I've spent a lot of time trying to understand PoW and came to the conclusion that is a distributed clock of sorts, described here https://grisha.org/blog/2018/01/23/explaining-proof-of-work/

 Pretty much, yes. It's kind of spelled out in the Nakamoto paper. From the introduction:" In this paper, we propose a solution to the double-spending problem using a peer-to-peer distributed timestamp server to generate computational proof of the chronological order of transactions."Everything else in Bitcoin is just turning that timestamp server into a practical(ish) system.
 Yes, that's why non PoW distributed ledger like the XRPL work essentially the same by only sorting Tx by time and then use a federated byzantine agreement to "filter out" Tx that did not propagate trough the network in a specific time and thus cant be put in correct order. These Tx will be added to the next ledger(block) instead which isn't a problem if block times are just seconds.

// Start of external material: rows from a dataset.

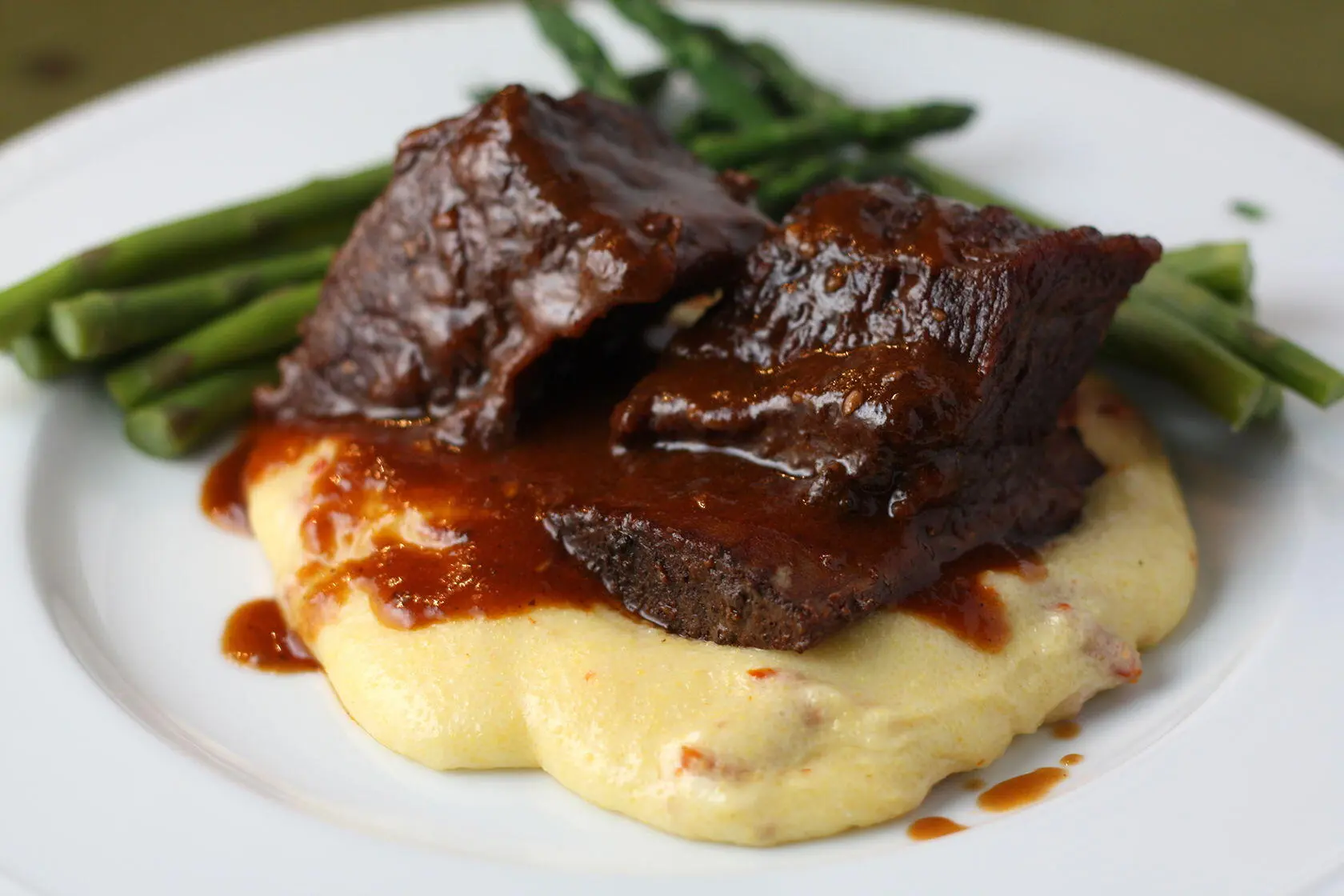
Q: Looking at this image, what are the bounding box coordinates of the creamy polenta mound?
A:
[249,379,1196,845]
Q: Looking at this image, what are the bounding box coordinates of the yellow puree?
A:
[249,380,1196,845]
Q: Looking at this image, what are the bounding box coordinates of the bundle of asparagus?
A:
[0,0,1344,457]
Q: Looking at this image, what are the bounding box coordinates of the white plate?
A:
[0,2,1344,896]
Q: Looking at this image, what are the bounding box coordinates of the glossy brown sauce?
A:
[1050,718,1082,740]
[222,394,1044,651]
[976,768,1069,811]
[221,598,322,672]
[906,815,966,839]
[895,544,1046,653]
[200,433,253,534]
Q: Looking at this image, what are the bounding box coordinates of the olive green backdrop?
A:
[0,0,1344,142]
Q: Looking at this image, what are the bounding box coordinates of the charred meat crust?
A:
[258,87,770,446]
[546,182,1160,650]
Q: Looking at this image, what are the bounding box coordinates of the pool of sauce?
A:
[212,394,1046,651]
[221,598,322,672]
[976,767,1069,811]
[906,815,966,839]
[894,544,1046,653]
[200,433,253,534]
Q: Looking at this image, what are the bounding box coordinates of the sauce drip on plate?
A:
[1050,718,1082,740]
[200,434,251,534]
[221,598,322,672]
[976,767,1069,811]
[906,815,966,839]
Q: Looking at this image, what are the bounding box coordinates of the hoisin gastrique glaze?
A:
[247,87,1160,650]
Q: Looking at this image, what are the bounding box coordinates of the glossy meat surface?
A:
[613,180,1160,512]
[259,87,770,446]
[544,182,1160,650]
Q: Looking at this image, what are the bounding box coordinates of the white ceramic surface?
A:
[0,2,1344,896]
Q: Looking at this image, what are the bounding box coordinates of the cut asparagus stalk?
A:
[0,166,391,346]
[50,247,336,360]
[1130,266,1344,407]
[1162,243,1255,313]
[10,333,79,380]
[1105,301,1274,430]
[103,283,322,408]
[610,0,775,126]
[527,0,636,103]
[126,358,277,458]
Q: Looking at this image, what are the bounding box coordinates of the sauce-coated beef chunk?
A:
[546,182,1160,650]
[614,180,1162,512]
[259,87,769,446]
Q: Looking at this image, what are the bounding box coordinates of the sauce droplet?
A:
[893,544,1046,653]
[221,598,322,672]
[200,435,253,534]
[976,768,1069,811]
[906,815,966,839]
[1050,718,1082,740]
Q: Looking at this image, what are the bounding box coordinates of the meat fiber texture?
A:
[259,87,770,446]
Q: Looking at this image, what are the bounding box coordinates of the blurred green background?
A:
[0,0,1344,142]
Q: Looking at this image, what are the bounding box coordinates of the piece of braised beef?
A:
[613,180,1162,512]
[258,87,770,446]
[546,182,1160,650]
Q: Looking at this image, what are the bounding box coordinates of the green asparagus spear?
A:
[741,40,846,115]
[610,0,775,126]
[1105,301,1274,430]
[527,0,634,103]
[691,102,974,168]
[105,283,322,408]
[1129,266,1344,407]
[50,247,336,360]
[0,166,391,346]
[126,358,277,458]
[625,66,672,106]
[10,333,79,380]
[1162,243,1254,312]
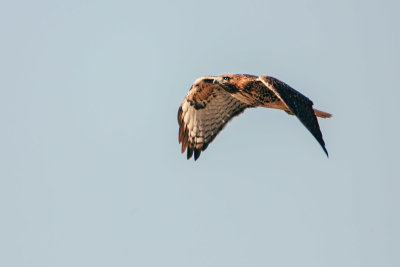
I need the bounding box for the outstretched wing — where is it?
[178,77,248,160]
[258,76,328,156]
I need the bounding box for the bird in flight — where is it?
[178,74,332,160]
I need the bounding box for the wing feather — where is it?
[178,77,249,160]
[259,76,328,156]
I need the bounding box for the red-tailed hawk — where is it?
[178,74,332,160]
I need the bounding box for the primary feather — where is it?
[178,74,331,160]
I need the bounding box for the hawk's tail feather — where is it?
[314,108,332,119]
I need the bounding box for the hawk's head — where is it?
[213,74,257,93]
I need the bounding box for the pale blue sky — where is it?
[0,1,400,267]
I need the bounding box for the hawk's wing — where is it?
[178,77,248,160]
[258,76,328,156]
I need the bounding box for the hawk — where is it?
[178,74,332,160]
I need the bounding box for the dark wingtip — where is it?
[322,146,329,158]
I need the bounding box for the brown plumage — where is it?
[178,74,332,160]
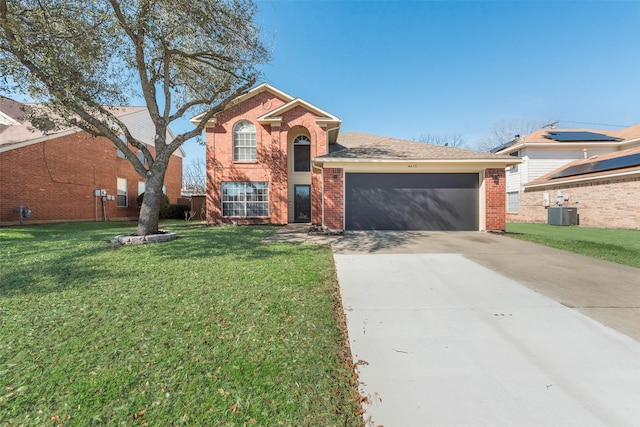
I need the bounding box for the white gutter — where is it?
[313,157,522,166]
[524,170,640,190]
[495,138,640,154]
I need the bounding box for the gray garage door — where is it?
[345,173,479,231]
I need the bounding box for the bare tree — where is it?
[182,157,207,196]
[414,133,467,148]
[477,119,552,151]
[0,0,269,235]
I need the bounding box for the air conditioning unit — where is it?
[547,206,578,225]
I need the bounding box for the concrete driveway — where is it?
[332,232,640,427]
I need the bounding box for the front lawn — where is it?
[507,223,640,268]
[0,223,362,426]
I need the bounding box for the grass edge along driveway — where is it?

 Well, it relies on a synchronized clock, so it can't provide a clock. PoW adjusts the difficulty based on the time to try to meet some difficulty target.In fact, if the time of nodes is not synchronized, it can cause significant problems and vulnerabilities. If time is too fast, the difficulty adjustment algorithm will think it mined too few blocks and decrease the difficulty.
 Those aren’t really “significant problems and vulnerabilities”: any given node can lie about what time it is, but you’re not trusting a particular node for more than the outcome of a single contiguous block—and block difficulty “velocity” is capped—so you’d need a Sybil attack to actually walk the difficulty down. Otherwise, even at 49% malicious nodes, consensus is just going to bounce between nodes that say the time was really short, and nodes that give “regular” timestamps, keeping the difficulty roughly constant within the network’s margin of error.Really, the timestamp field in most PoW systems’ “block” structs (Bitcoin’s, Ethereum’s, etc.) is just defined as “a number that is higher than the one in the parent block, and not so high that when interpreted as a POSIX timestamp it would land 30+ seconds in the future relative to the local node’s time.” So you just need >50% of the nodes to have a ±30s clock sync in order to agree on which blocks are valid for consideration; and even if you don’t have that level of synch, those blocks will still become valid eventually, once they’re old enough that all the nodes do consider them to be in the past. (And most PoW systems keep around near-“future” blocks until they’re valid for just such a case.)
 The timing aspect is an important part of PoW, but it's not the entire purpose. The Bitcoin whitepaper itself goes on to say, "The proof-of-work also solves the problem of determining representation in majority decision making." That is, PoW also solves the problem of deciding which consensus rules to enforce, not just when.